When she arrives in the strange new world, little is explained to her, but she finds out that others have also been kidnapped from her world, and time runs differently in each place. Though the king did send thugs to kidnap more “Earthlings,” it was said that Rhea could never go back. I felt that this fact, plus the whole reason for the kidnappings, was simply taken at face value and never fully explained for the reader. Some of those kidnapped have memories of their former lives, but most do not after having gone through a demanding trial.
While at court in the new world, Rhea has to learn a series of convoluted and misogynistic customs lest she upset someone in high power (the king or prince) and get whipped or cause her life (or the life of someone close to her) to become forfeit. She has two love interests in the book, but there are no sex scenes or anything like that—it’s for young adults. Rhea retains her memories of her old life, a fact that she seems to have to hide much more in the beginning of the book.
What I enjoyed: I liked the imaginative world, and I liked the severe trial Rhea had to go through before she was allowed to join the court. I wanted more of that fantasy world in the book—the strange dream-scape. It was the part of the world I could most vividly visualize. Rhea has a talent for this world–bringing a garden back to life and surviving her trial while meeting several “supernatural” beings. I wanted to know more about the magic of this world and how it resonated with Rhea. This to me is what made the novel unique. There were lots of unique elements that reminded me of some of my favorite books: the otherworldliness of A Wrinkle in Time, the romance (though much more toned down) of the Poison Study series, and the unfairly male-dominated society of The Handmaiden’s Tale.
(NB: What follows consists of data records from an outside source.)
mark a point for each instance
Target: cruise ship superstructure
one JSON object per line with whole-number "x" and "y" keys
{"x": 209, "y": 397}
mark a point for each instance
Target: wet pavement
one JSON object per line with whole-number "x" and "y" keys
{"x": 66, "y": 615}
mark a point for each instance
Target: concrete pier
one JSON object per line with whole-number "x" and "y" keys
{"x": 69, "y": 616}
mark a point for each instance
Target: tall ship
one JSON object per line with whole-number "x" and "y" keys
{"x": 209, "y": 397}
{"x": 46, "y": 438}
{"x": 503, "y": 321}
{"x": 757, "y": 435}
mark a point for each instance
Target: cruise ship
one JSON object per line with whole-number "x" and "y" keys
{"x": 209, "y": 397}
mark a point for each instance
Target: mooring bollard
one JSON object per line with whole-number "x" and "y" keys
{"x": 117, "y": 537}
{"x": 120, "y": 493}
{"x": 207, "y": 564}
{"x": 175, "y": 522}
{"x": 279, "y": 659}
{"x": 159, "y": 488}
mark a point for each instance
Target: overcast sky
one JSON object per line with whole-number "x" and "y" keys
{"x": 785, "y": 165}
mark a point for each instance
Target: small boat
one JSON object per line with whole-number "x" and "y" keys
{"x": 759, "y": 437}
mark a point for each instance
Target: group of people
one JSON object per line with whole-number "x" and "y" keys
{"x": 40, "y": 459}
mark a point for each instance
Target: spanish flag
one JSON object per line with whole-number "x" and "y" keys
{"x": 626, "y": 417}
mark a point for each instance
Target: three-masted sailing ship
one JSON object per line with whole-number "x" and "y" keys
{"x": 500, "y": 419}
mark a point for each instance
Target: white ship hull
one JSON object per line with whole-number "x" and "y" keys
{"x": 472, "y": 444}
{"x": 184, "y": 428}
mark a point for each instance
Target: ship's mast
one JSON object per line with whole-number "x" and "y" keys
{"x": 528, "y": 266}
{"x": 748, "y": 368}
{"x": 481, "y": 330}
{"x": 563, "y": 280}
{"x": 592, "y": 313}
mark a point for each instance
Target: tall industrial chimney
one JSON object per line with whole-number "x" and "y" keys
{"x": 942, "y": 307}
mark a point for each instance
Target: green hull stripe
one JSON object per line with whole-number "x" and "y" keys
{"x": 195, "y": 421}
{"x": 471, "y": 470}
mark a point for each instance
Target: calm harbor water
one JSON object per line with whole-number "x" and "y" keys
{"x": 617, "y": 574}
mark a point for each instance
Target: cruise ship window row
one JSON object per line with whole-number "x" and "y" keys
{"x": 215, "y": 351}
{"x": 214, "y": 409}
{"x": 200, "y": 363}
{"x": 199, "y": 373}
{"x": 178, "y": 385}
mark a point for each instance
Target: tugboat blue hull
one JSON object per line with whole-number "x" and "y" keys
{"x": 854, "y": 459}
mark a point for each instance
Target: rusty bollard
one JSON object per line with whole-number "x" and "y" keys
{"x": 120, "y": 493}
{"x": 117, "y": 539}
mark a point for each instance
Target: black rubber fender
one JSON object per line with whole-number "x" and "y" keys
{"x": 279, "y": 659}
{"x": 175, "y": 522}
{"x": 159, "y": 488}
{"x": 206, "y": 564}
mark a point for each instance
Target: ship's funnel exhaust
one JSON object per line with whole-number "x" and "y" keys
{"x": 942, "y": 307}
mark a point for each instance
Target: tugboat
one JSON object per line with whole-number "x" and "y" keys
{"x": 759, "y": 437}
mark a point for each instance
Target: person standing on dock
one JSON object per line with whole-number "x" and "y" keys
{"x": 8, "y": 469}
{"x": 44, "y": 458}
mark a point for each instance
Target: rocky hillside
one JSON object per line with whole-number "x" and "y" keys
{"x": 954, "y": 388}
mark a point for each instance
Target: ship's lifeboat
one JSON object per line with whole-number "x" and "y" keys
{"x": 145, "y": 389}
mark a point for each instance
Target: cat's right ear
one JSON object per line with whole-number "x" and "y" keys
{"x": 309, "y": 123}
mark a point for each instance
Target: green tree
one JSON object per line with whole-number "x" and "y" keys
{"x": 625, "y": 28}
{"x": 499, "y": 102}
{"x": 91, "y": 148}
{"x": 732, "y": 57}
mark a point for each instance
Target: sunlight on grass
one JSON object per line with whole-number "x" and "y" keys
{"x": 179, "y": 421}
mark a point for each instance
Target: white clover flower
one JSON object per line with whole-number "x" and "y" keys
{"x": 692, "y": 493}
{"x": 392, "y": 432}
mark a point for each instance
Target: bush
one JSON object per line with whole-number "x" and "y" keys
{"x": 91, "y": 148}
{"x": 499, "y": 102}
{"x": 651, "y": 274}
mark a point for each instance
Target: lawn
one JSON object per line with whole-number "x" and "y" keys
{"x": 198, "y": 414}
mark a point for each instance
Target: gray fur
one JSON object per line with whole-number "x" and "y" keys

What I wished: The pacing seemed a little long-winded sometimes, with the descriptions running a tad bit long (but if you read my other reviews, you’ll see that this is often a complaint of mine when it comes to fantasy!). I felt the words could have been better spent developing more of the characters. For example, I never really “felt” the love Rhea shared with one (and maybe a second) of the characters. I also didn’t understand why the king and prince were just so darn evil. Some more fleshing out there would have helped make the world feel more solid.